One Pizza, With Extra Federal Handouts

The pork in your favorite pizza isn't just pepperoni.


Jakob Dettner

The debt ceiling debacle may have come to an end for now, but wasteful federal spending is still a center-of-the-table issue, perhaps not unlike an extra-large pizza covered in government pork.

Take pepperoni, for example. Imagine that you're producing pigs, parts of whom are destined to be on top of pizzas nationwide.

Of course, most businesses operate under established economic laws. They produce enough to supply what demand there may be, and if they want to try to increase demand, they drum up business through the normal routes, like advertising. If they produce more than what the market demands, they shrink to better accommodate the circumstance.

Not so, though, if you happen to be in the business of producing pigs. In that case, the basic principles of a free economic system need not apply.

In fact, the federal government spends millions to bail out its friends in pork production—an industry notoriously resistant to even basic standards of ethical business conduct—divorcing pig production from actual demand. For example, when the industry took a hit from the all the swine flu media attention, TIME reported on the $30 million federal buy-up of surplus pork, noting, "If you're in prison, now might be a good time to develop a taste for pork."

Reason readers are likely already familiar with the perverse federal subsidy system that doles out billions to major agribusiness nationwide. When ag subsidies began, in the 1930s, then-Secretary of agriculture Henry Wallace called them "a temporary solution to deal with an emergency." That temporary solution has now lasted nearly a century, in both good and bad times for farmers, and even today when farm household incomes greatly exceed our national average.

But less well-known are the federal efforts to directly aid pork producers. The swine flu surplus buy-up was unfortunately not an isolated incident. In fact, when the country started experiencing drought, USDA stepped in to buy an additional $100 million of unwanted pork.

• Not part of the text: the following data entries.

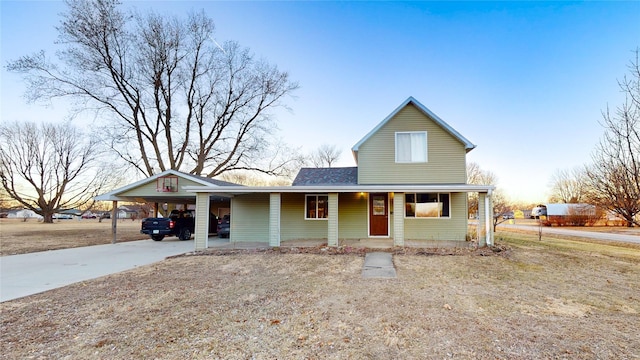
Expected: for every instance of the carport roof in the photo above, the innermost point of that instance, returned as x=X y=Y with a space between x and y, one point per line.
x=180 y=197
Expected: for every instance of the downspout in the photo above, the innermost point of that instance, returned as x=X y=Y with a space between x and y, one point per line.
x=488 y=219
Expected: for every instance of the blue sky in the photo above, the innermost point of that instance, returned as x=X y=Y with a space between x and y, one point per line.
x=524 y=81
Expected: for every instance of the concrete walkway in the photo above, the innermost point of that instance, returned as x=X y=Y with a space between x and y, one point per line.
x=378 y=265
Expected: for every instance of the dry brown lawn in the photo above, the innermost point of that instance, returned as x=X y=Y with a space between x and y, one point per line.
x=21 y=237
x=534 y=300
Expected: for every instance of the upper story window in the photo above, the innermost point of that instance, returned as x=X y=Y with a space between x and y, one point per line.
x=427 y=205
x=411 y=147
x=167 y=184
x=316 y=207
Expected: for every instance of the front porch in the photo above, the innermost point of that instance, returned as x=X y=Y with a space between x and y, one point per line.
x=216 y=243
x=279 y=216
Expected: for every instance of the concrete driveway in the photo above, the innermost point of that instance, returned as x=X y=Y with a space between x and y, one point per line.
x=28 y=274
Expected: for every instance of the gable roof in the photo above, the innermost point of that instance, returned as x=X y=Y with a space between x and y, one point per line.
x=446 y=127
x=326 y=176
x=113 y=195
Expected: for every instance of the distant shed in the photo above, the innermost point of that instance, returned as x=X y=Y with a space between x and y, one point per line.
x=571 y=214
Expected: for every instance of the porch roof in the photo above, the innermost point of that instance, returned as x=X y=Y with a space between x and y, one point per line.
x=239 y=190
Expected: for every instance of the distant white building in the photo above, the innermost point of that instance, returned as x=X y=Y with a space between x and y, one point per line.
x=570 y=209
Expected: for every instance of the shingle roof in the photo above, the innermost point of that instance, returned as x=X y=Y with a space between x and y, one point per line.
x=327 y=176
x=209 y=180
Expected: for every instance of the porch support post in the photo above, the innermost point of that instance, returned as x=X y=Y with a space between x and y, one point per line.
x=488 y=205
x=332 y=223
x=398 y=219
x=481 y=228
x=202 y=221
x=114 y=221
x=274 y=219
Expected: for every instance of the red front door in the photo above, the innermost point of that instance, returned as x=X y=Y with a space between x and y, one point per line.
x=378 y=214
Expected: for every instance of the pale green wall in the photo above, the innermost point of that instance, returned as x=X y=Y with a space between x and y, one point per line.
x=294 y=226
x=454 y=228
x=445 y=154
x=250 y=218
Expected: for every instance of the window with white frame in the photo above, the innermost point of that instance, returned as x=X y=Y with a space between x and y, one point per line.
x=427 y=205
x=316 y=207
x=411 y=147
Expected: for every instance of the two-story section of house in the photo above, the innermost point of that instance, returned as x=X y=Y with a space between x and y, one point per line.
x=409 y=187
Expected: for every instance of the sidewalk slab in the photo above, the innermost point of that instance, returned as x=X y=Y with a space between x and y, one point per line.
x=378 y=265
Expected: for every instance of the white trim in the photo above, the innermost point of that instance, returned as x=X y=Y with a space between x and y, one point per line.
x=113 y=195
x=426 y=147
x=306 y=210
x=428 y=217
x=236 y=190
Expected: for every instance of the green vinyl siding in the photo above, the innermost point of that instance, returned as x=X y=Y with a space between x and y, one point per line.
x=445 y=154
x=352 y=218
x=454 y=228
x=250 y=218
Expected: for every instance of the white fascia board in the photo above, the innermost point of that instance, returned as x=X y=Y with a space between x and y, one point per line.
x=113 y=195
x=237 y=190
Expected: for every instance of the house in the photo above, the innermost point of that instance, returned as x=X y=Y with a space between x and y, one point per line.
x=163 y=190
x=409 y=183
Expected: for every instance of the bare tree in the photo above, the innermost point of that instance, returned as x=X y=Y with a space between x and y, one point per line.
x=170 y=96
x=325 y=156
x=569 y=186
x=478 y=176
x=48 y=167
x=614 y=175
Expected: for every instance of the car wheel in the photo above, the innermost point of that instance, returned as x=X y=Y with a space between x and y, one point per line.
x=157 y=237
x=185 y=234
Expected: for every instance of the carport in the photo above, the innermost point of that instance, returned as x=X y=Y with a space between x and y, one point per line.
x=166 y=188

Were public school kids, service-members, prisoners, and other recipients of federally purchased food demanding more pig on their pizzas? No. Agriculture Secretary Tom Vilsack was clear about the motivation: "President Obama and I will continue to take swift action to get help to America's farmers and ranchers." No doubt many other industries wouldn't mind the administration paying them for products they're having a tough time selling.

And it's not just the pepperoni on the pizza getting a helping hand from Uncle Sam.

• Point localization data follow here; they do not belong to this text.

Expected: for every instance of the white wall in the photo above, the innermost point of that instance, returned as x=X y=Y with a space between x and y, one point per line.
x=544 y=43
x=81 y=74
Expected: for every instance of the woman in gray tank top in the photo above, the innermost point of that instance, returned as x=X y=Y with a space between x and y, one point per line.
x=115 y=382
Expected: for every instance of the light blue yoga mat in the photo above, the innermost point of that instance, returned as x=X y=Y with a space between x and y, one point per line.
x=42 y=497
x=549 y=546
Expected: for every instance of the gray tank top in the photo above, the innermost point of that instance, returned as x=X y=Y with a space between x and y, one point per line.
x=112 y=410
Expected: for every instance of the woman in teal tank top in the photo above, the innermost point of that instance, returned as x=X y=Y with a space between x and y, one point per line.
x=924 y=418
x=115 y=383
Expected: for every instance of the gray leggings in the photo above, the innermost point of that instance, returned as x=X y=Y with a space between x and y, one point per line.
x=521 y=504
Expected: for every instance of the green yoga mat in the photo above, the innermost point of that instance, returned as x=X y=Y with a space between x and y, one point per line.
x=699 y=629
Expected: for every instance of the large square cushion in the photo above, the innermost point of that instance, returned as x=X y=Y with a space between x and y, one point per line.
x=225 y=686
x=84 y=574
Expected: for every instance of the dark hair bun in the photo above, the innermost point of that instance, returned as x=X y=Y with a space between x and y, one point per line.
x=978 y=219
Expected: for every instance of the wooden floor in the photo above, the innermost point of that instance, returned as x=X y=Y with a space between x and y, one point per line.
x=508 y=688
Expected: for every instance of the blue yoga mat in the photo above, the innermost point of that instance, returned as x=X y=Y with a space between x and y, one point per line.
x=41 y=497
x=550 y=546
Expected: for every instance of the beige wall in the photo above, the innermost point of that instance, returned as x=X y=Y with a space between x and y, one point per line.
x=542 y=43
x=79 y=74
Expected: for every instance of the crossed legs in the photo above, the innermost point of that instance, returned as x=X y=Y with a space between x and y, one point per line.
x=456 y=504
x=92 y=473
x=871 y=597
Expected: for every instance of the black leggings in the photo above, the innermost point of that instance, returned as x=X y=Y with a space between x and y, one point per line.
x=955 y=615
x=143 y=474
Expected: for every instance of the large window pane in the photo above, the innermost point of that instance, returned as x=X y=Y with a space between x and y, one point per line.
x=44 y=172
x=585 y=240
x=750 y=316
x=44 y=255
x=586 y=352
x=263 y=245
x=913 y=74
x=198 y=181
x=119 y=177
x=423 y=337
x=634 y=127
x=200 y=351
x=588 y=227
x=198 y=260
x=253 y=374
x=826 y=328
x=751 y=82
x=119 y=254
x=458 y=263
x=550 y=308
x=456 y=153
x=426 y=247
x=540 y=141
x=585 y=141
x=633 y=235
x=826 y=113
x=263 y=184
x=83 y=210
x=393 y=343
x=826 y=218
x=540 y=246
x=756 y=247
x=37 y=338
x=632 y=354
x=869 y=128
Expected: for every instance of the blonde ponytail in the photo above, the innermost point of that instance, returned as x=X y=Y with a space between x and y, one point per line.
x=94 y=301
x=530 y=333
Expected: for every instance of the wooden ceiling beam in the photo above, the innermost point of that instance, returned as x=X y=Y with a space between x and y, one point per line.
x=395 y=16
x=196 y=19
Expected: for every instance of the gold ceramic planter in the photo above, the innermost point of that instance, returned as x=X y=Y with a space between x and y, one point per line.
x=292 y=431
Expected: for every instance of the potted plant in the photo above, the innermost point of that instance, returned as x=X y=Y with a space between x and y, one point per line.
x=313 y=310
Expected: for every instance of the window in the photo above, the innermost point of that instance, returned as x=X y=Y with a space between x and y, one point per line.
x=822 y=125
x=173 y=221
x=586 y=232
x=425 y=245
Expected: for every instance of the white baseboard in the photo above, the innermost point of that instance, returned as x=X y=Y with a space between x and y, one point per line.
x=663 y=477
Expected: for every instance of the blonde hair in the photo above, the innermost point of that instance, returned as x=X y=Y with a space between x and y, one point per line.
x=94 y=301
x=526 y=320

The dairy producers supplying that bed of cheese for our pizzas benefit tremendously from federally supervised programs that spend millions of dollars to "get people to eat more pizza." That's right. As the first lady encourages us to eat healthier and get active, the administration is at the same time signing off on a dairy checkoff program that spends millions urging Americans to pick up another slice of Three Cheese Stuffed Crust Pizza Extreme.

Do national pizza chains really need federal freebies? After all, as author David Simon points out in his new book Meatonomics, the dairy industry spends more on advertising in one week than the blueberry, mango, watermelon, and mushroom industries spend together in a year.

Ironically, despite their reliance on big government handouts, pork and dairy producers desperately fight any proposed rules governing their conduct, whether they relate to animal welfare, environmental protections, food safety or other issues that affect our society.

The meat and dairy industries may like to proclaim a libertarian mantra when it comes to regulation, but when they suffer from lack of demand, their clamor for socialism is stark. The industries consistently come to Congress with outstretched arms and cupped palms, seeking to defy the normal laws of economics that other businesses must navigate.

And make no mistake about it, this is a tasty deal for farm interests. When the auto industry got its federal bailout, serious strings were attached, like improving fuel efficiency and eliminating corporate jet budgets. But when the government subsidizes pork and dairy producers, for some reason, they don't have to pay taxpayers back, or give anything in return.

They just get  a completely free lunch—pizza, most likely.